With some allocation patterns it may not be possible to find a heap size or new size that provides an acceptable balance between pause times and durations for the target load. If this is the case the only solutions are to use a different cluster size or contact your solution provider for an improved version of the service that uses memory more efficiently. This problem should only arise as a result of an error in capacity planning and testing. A workaround that is sometimes available if the host server has sufficient free RAM is to increase the heap size until it is large enough that the pauses can be avoided by restarting nodes during idle periods (however this is rarely possible).

Component memory leak

Please contact your solution provider support to work through component memory leak issues.

Application or resource adaptor heap issues

A system with application or resource adaptor related heap issues displays several symptoms, which are similar to those of an inappropriately sized JVM heap.

Symptoms

  • Large garbage collection pauses in garbage collection logs

  • Longer than expected message processing and/or call setup times

  • Failed or timed-out call setup or message processing attempts

  • Out of memory errors in Rhino logs

Diagnostic steps

When these symptoms occur it is often necessary to check both for application or resource adaptor related heap issues and for JVM heap issues.

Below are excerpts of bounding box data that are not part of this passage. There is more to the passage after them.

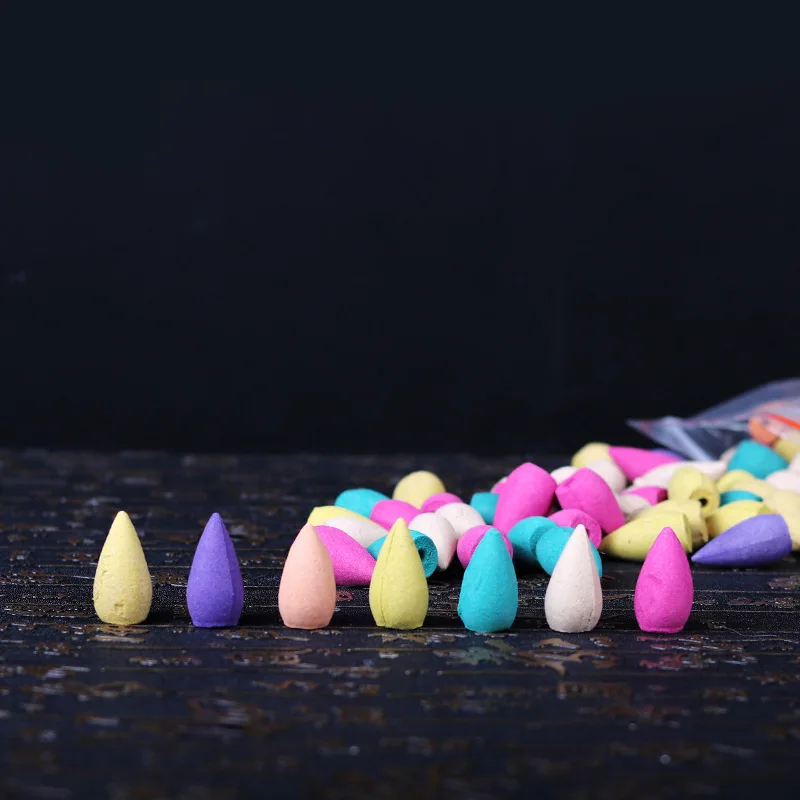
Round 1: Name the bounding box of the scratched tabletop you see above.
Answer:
[0,451,800,800]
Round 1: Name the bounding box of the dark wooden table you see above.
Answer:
[0,451,800,800]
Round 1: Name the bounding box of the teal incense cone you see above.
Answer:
[333,488,389,519]
[367,531,439,578]
[458,530,519,633]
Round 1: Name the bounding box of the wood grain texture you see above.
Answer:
[0,451,800,800]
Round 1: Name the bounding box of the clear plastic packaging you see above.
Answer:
[628,378,800,461]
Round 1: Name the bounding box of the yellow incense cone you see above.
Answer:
[572,442,613,469]
[92,511,153,625]
[667,467,719,517]
[392,469,445,508]
[599,511,692,561]
[706,500,770,539]
[772,438,800,461]
[636,498,708,550]
[369,518,428,630]
[306,506,371,527]
[764,489,800,552]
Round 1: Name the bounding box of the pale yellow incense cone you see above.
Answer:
[93,511,153,625]
[369,518,428,630]
[392,470,445,508]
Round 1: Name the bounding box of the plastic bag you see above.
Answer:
[628,378,800,461]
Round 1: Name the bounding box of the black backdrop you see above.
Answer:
[0,47,800,453]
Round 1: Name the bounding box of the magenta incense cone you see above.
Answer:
[317,525,375,586]
[608,447,680,481]
[633,528,694,633]
[186,513,244,628]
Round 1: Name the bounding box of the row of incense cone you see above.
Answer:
[278,518,694,633]
[93,511,244,628]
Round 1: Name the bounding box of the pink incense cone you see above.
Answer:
[549,508,603,547]
[494,463,556,533]
[633,528,694,633]
[418,492,464,521]
[556,467,625,533]
[456,525,514,568]
[608,447,681,481]
[317,525,375,586]
[369,500,420,531]
[622,486,667,506]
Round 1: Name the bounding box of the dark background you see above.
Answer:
[0,37,800,453]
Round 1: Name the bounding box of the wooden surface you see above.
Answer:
[0,451,800,800]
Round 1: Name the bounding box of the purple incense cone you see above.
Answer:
[692,514,792,567]
[186,514,244,628]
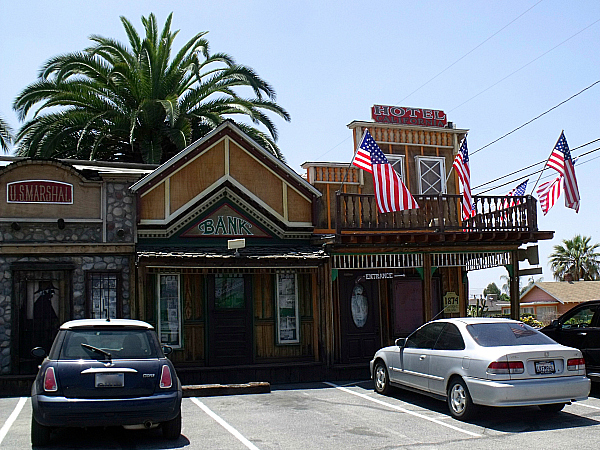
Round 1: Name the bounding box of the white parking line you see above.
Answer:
[573,402,600,409]
[191,397,260,450]
[324,381,481,437]
[0,397,27,444]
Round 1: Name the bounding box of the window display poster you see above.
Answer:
[277,273,300,344]
[159,275,181,347]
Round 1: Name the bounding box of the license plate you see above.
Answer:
[96,373,125,387]
[535,361,556,373]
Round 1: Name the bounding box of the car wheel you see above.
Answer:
[31,416,51,447]
[162,412,181,440]
[538,403,565,413]
[447,378,475,420]
[373,361,390,395]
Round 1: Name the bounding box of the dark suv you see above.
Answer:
[31,319,181,446]
[540,300,600,382]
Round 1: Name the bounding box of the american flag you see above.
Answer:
[452,136,473,220]
[547,131,579,212]
[352,130,419,213]
[504,178,529,208]
[536,175,563,215]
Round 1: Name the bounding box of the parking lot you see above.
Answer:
[0,381,600,450]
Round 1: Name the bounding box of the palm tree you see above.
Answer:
[550,234,600,280]
[0,117,12,153]
[13,13,290,163]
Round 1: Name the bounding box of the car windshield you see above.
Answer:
[467,323,556,347]
[59,329,158,360]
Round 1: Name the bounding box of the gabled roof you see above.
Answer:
[521,281,600,303]
[130,120,323,197]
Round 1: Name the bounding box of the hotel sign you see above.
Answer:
[6,180,73,205]
[371,105,448,128]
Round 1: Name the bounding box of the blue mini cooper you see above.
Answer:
[31,319,181,446]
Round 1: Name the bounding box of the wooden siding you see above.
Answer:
[229,142,283,217]
[140,181,165,220]
[170,141,225,214]
[287,186,312,222]
[0,162,102,220]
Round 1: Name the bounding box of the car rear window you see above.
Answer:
[467,323,555,347]
[59,329,158,360]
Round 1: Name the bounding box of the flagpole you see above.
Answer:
[338,128,367,192]
[530,130,565,195]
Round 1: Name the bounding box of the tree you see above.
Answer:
[0,117,12,153]
[13,13,290,163]
[550,234,600,281]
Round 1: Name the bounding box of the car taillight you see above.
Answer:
[567,358,585,370]
[44,367,58,392]
[487,361,525,375]
[159,366,173,389]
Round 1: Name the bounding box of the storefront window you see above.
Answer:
[215,274,245,309]
[158,274,181,348]
[277,273,300,344]
[415,156,446,195]
[86,272,121,319]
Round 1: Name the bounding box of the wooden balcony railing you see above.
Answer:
[336,192,537,234]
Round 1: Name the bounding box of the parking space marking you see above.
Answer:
[0,397,27,444]
[323,381,481,437]
[191,397,260,450]
[573,402,600,409]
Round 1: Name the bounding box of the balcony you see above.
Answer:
[335,192,538,236]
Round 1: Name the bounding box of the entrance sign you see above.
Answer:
[371,105,448,128]
[444,292,460,314]
[6,180,73,205]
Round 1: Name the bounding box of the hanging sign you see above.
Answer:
[444,292,460,314]
[6,180,73,205]
[371,105,448,128]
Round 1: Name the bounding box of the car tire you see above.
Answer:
[447,378,475,420]
[162,411,181,441]
[538,403,565,413]
[31,416,52,447]
[373,361,391,395]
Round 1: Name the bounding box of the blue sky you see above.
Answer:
[0,0,600,294]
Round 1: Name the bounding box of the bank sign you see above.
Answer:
[181,205,271,238]
[371,105,448,128]
[6,180,73,205]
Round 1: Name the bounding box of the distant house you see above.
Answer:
[502,281,600,324]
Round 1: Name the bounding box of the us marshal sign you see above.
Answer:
[6,180,73,205]
[181,205,271,238]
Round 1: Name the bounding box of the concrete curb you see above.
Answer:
[181,381,271,397]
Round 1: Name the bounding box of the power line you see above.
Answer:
[473,138,600,192]
[473,144,600,195]
[396,0,543,105]
[470,80,600,156]
[448,19,600,112]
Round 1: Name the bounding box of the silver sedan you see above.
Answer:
[370,317,590,420]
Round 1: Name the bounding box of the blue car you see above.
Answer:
[31,319,182,446]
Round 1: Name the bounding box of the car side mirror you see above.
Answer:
[31,347,46,358]
[395,338,406,348]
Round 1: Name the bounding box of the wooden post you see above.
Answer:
[510,250,521,320]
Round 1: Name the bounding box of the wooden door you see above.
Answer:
[13,270,71,374]
[339,271,381,364]
[207,275,253,366]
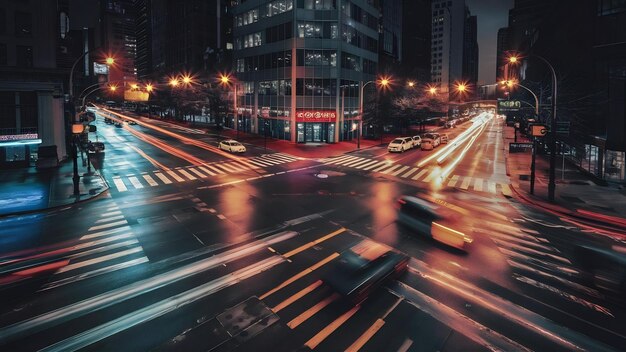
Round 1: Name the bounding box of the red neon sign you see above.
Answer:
[296,110,337,122]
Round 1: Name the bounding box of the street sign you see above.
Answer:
[556,121,570,135]
[509,143,533,153]
[530,123,548,137]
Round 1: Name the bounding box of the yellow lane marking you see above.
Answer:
[283,227,346,258]
[304,305,361,349]
[272,280,322,313]
[346,319,385,352]
[287,292,339,329]
[259,252,339,299]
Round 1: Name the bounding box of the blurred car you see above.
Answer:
[398,196,473,250]
[422,132,441,148]
[87,141,104,153]
[413,135,422,147]
[420,139,435,150]
[217,139,246,153]
[572,244,626,295]
[387,137,413,153]
[322,250,409,303]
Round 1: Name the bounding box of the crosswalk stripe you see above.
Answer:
[355,160,380,170]
[128,176,143,189]
[248,159,272,167]
[176,169,198,181]
[141,175,159,187]
[400,167,418,178]
[411,169,428,181]
[350,159,372,167]
[374,165,402,174]
[448,175,459,187]
[501,183,513,197]
[343,158,363,167]
[113,176,128,192]
[57,246,143,274]
[422,169,440,182]
[460,176,472,189]
[96,215,124,224]
[363,160,388,170]
[187,167,206,178]
[165,170,185,182]
[372,161,393,172]
[87,220,128,231]
[487,181,496,194]
[213,164,239,172]
[391,166,409,176]
[154,172,172,185]
[474,178,483,192]
[198,166,217,176]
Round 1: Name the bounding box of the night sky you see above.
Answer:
[465,0,513,84]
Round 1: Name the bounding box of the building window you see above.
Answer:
[15,11,33,37]
[0,43,7,66]
[15,45,33,67]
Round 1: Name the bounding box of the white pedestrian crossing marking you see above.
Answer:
[176,169,198,181]
[400,167,418,178]
[474,178,483,192]
[188,167,206,178]
[411,169,428,180]
[141,175,159,187]
[154,172,172,185]
[128,176,143,189]
[391,166,409,176]
[113,176,128,192]
[448,175,459,187]
[165,170,185,182]
[460,176,472,189]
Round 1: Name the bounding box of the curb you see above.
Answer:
[0,173,110,219]
[509,184,626,231]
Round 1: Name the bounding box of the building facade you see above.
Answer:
[0,0,69,168]
[232,0,380,143]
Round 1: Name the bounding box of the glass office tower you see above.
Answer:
[233,0,379,143]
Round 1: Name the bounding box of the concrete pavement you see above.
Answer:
[503,122,626,232]
[0,158,109,217]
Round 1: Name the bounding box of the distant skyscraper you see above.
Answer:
[431,0,467,99]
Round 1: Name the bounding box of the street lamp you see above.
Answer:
[509,55,557,201]
[356,78,390,149]
[219,74,239,139]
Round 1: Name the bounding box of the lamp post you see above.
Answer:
[509,55,557,201]
[356,78,389,149]
[220,75,239,139]
[503,81,539,194]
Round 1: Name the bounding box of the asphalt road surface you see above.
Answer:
[0,112,626,351]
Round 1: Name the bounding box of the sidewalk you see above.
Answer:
[503,126,626,231]
[0,158,109,217]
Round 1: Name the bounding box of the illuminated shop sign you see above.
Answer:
[296,110,337,122]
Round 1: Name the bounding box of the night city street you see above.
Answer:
[0,0,626,352]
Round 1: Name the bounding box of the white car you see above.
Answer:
[387,137,413,153]
[217,139,246,153]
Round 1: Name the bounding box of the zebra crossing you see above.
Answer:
[40,204,149,291]
[480,223,613,317]
[111,153,300,192]
[319,155,512,196]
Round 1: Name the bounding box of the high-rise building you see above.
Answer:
[462,12,478,87]
[226,0,380,143]
[0,0,69,169]
[431,0,468,96]
[400,0,432,83]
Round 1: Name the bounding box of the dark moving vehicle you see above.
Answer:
[398,196,473,250]
[573,245,626,295]
[323,250,409,303]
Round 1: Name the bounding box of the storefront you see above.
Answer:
[296,110,337,143]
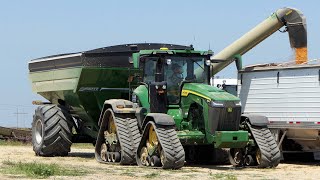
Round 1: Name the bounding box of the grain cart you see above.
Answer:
[29,8,304,169]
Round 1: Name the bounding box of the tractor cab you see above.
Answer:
[132,48,212,113]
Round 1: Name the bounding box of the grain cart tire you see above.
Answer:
[32,105,73,156]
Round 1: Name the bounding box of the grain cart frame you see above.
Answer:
[29,8,305,169]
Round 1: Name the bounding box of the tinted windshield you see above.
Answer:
[143,56,209,104]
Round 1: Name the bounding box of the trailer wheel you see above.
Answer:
[32,105,73,156]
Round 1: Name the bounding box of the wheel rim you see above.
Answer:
[140,147,148,166]
[35,119,43,144]
[256,149,261,164]
[233,149,243,164]
[108,116,117,134]
[148,126,158,147]
[160,149,165,166]
[100,143,107,161]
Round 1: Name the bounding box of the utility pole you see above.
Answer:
[13,108,28,128]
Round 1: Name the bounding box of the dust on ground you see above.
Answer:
[0,146,320,180]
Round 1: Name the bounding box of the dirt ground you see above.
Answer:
[0,146,320,180]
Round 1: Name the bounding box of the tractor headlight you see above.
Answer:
[206,60,211,66]
[234,101,241,106]
[210,101,224,107]
[131,93,137,103]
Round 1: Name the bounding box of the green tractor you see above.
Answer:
[29,8,306,169]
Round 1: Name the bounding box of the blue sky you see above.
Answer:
[0,0,320,127]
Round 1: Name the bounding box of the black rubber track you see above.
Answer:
[95,109,141,165]
[247,123,281,168]
[137,121,185,169]
[32,105,73,156]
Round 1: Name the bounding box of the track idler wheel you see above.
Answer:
[100,143,108,162]
[111,152,121,162]
[150,155,161,167]
[229,148,244,166]
[137,121,185,169]
[244,155,254,166]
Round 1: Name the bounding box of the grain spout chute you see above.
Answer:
[211,7,307,75]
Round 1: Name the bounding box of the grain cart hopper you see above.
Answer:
[29,6,306,169]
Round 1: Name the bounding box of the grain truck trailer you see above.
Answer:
[238,64,320,160]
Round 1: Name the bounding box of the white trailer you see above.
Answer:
[237,64,320,159]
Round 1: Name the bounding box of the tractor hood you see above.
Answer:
[181,83,240,101]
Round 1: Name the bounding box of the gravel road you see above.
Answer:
[0,146,320,180]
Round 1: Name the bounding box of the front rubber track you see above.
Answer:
[136,121,185,169]
[248,123,281,168]
[95,109,141,165]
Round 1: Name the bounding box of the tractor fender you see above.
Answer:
[241,114,269,127]
[98,99,137,126]
[142,113,176,128]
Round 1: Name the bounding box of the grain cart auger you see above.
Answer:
[211,8,307,167]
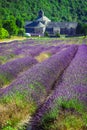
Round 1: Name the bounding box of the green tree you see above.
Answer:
[18,28,25,36]
[3,20,18,35]
[82,24,87,36]
[0,28,9,39]
[16,18,23,28]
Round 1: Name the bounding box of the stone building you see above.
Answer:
[25,10,77,36]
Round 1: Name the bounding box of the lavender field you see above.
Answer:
[0,38,87,130]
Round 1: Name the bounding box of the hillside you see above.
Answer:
[0,0,87,22]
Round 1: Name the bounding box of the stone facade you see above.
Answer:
[25,10,77,36]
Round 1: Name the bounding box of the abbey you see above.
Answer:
[25,10,77,36]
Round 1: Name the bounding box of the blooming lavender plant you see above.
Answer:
[0,57,37,87]
[0,45,78,103]
[32,45,87,130]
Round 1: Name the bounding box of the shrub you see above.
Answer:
[0,28,9,39]
[44,32,49,37]
[18,28,25,36]
[56,32,60,37]
[3,20,18,35]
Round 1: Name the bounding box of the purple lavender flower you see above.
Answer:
[0,45,78,102]
[0,57,37,87]
[32,45,87,130]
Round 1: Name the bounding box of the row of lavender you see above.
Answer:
[1,45,78,104]
[0,57,38,88]
[0,40,69,64]
[32,45,87,130]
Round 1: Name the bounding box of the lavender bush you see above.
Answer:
[32,45,87,130]
[0,57,37,87]
[0,45,78,103]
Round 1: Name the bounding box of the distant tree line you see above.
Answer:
[0,0,87,38]
[0,19,25,39]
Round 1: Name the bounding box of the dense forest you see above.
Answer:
[0,0,87,37]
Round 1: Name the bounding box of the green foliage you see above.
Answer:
[0,28,9,39]
[3,20,18,35]
[18,28,25,36]
[0,0,87,22]
[40,98,87,130]
[76,23,87,36]
[56,33,60,37]
[44,32,49,37]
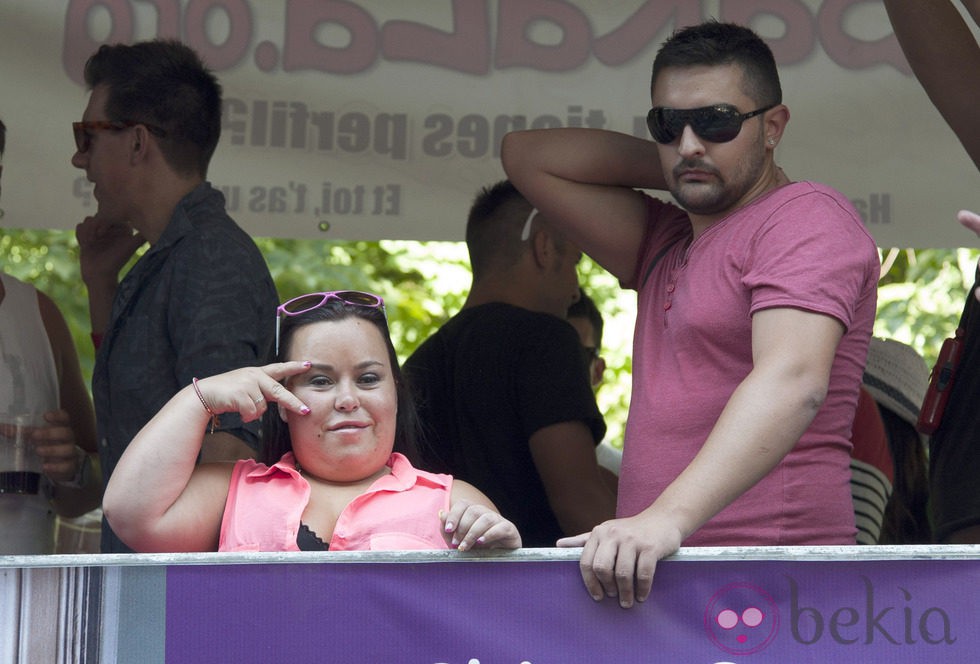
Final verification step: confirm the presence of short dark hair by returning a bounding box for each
[260,300,419,465]
[85,39,221,178]
[466,180,533,279]
[567,289,602,349]
[650,21,783,108]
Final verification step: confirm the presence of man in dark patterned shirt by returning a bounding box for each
[72,40,278,553]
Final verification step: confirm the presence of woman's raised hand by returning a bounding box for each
[194,362,312,422]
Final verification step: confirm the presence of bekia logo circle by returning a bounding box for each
[704,583,779,655]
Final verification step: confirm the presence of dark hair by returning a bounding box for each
[85,39,221,178]
[466,180,533,280]
[260,300,419,465]
[650,21,783,110]
[568,289,602,348]
[878,410,932,544]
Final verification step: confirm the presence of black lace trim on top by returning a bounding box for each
[296,522,330,551]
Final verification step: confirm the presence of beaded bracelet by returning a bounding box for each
[191,378,221,433]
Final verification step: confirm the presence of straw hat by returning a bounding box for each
[864,337,929,426]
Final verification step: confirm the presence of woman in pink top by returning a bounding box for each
[103,291,521,551]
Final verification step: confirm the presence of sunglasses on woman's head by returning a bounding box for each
[276,291,388,356]
[647,104,776,144]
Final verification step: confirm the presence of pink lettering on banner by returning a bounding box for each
[61,0,134,84]
[184,0,252,70]
[721,0,817,65]
[495,0,592,71]
[592,0,704,67]
[282,0,378,74]
[62,0,911,84]
[817,0,912,76]
[382,0,490,76]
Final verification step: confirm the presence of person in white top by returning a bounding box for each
[0,116,102,555]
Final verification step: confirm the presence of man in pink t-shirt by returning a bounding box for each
[502,22,879,607]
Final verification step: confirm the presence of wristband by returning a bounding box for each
[191,378,221,433]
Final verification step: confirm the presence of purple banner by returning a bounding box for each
[166,559,980,664]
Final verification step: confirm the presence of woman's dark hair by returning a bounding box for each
[878,404,932,544]
[260,300,419,466]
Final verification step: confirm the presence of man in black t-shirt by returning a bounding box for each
[404,181,615,547]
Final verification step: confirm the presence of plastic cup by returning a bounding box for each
[0,413,41,494]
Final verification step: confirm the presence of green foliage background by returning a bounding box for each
[0,229,980,444]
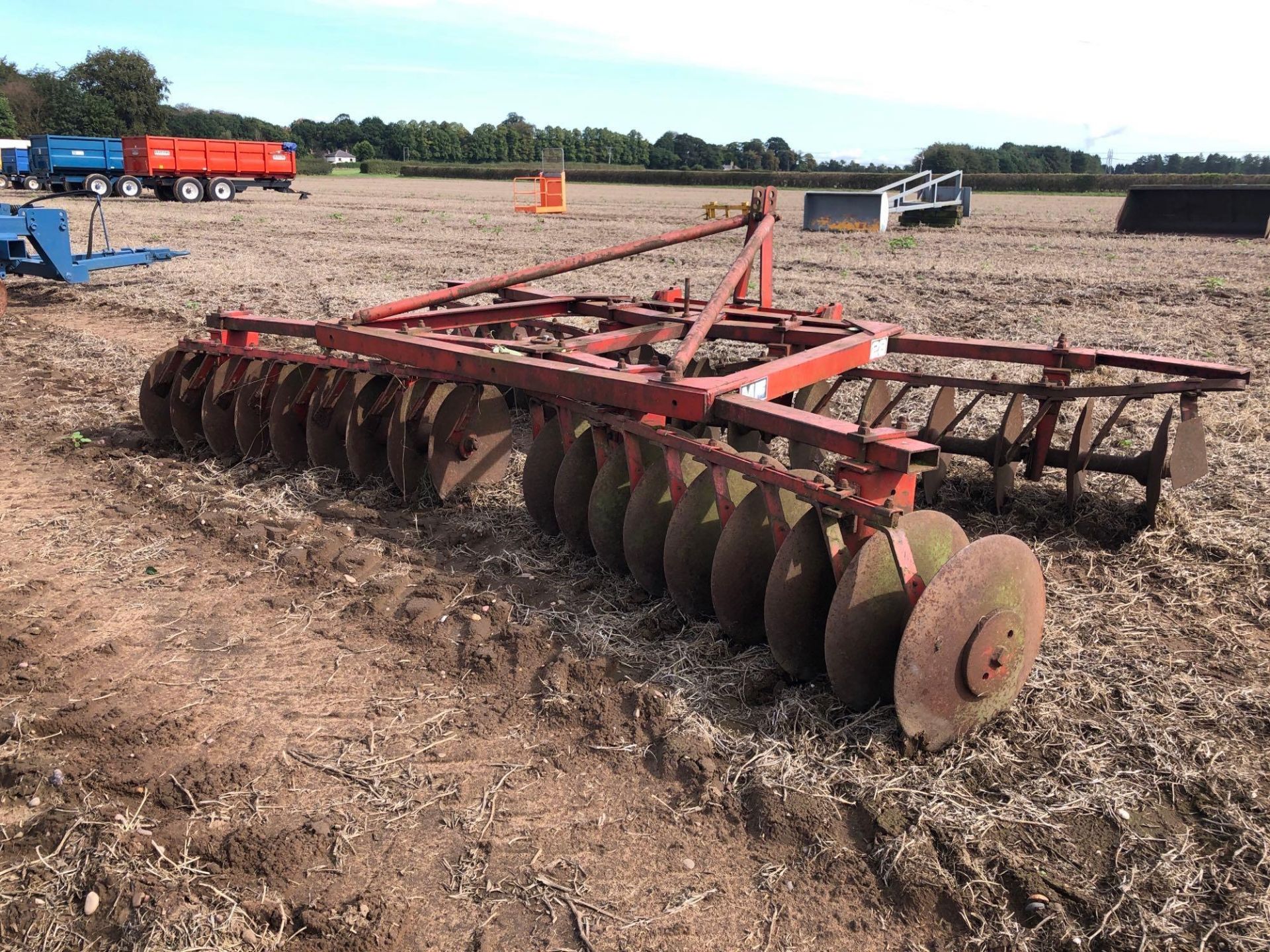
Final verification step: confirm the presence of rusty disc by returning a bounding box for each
[1168,416,1208,489]
[521,416,572,536]
[661,453,771,627]
[1147,406,1173,526]
[137,348,179,442]
[551,426,603,555]
[386,379,454,499]
[233,360,273,459]
[710,459,817,645]
[1067,397,1093,516]
[790,379,833,469]
[917,387,956,505]
[824,509,969,711]
[859,379,890,426]
[622,439,705,595]
[202,357,245,462]
[992,393,1024,514]
[167,353,211,451]
[344,373,398,483]
[428,383,512,499]
[269,364,312,466]
[896,536,1045,750]
[587,439,661,573]
[763,509,834,680]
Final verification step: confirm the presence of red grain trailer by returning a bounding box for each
[123,136,304,202]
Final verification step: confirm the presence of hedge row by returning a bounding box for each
[402,165,1270,193]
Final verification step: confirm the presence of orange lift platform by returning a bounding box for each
[512,149,565,214]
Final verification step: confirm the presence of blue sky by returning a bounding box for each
[0,0,1270,161]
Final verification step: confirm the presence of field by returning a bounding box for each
[0,177,1270,952]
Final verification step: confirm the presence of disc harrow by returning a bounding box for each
[140,188,1248,748]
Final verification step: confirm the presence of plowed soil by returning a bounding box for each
[0,178,1270,952]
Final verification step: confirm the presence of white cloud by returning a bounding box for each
[318,0,1270,149]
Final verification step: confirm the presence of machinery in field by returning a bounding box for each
[802,171,970,232]
[1115,185,1270,239]
[512,149,568,214]
[0,190,189,315]
[140,188,1248,748]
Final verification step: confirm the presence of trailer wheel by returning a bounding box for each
[171,175,203,204]
[84,174,110,198]
[207,179,235,202]
[114,175,141,198]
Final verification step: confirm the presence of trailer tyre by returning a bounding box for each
[171,175,203,204]
[84,174,110,198]
[114,175,141,198]
[207,179,235,202]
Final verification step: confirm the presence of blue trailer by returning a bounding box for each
[30,136,141,198]
[0,146,40,192]
[0,196,189,315]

Application or resource adaptor caused memory leaks

Start the rhino-console, and query for activities that are older than expected for the system. For example, call activities typically last the duration of a phone call; so query for activities that are older than the majority of phone calls (say one hour). To perform this query use the findactivities command with -created-before as a flag.

Here’s an example of finding activities created before 2:30pm:

findactivities -created-before 14:30:00

You can also query for activities older than a specified age, for example:

findactivities -created-before 1h

The resulting number of activities should be a low number. If it is a number larger than, say, 30 (depending on your application) then there may be an issue with some activities not being cleaned up properly by the service or resource adaptor. You should exclude ServiceActivities and ProfileActivities from the set counted.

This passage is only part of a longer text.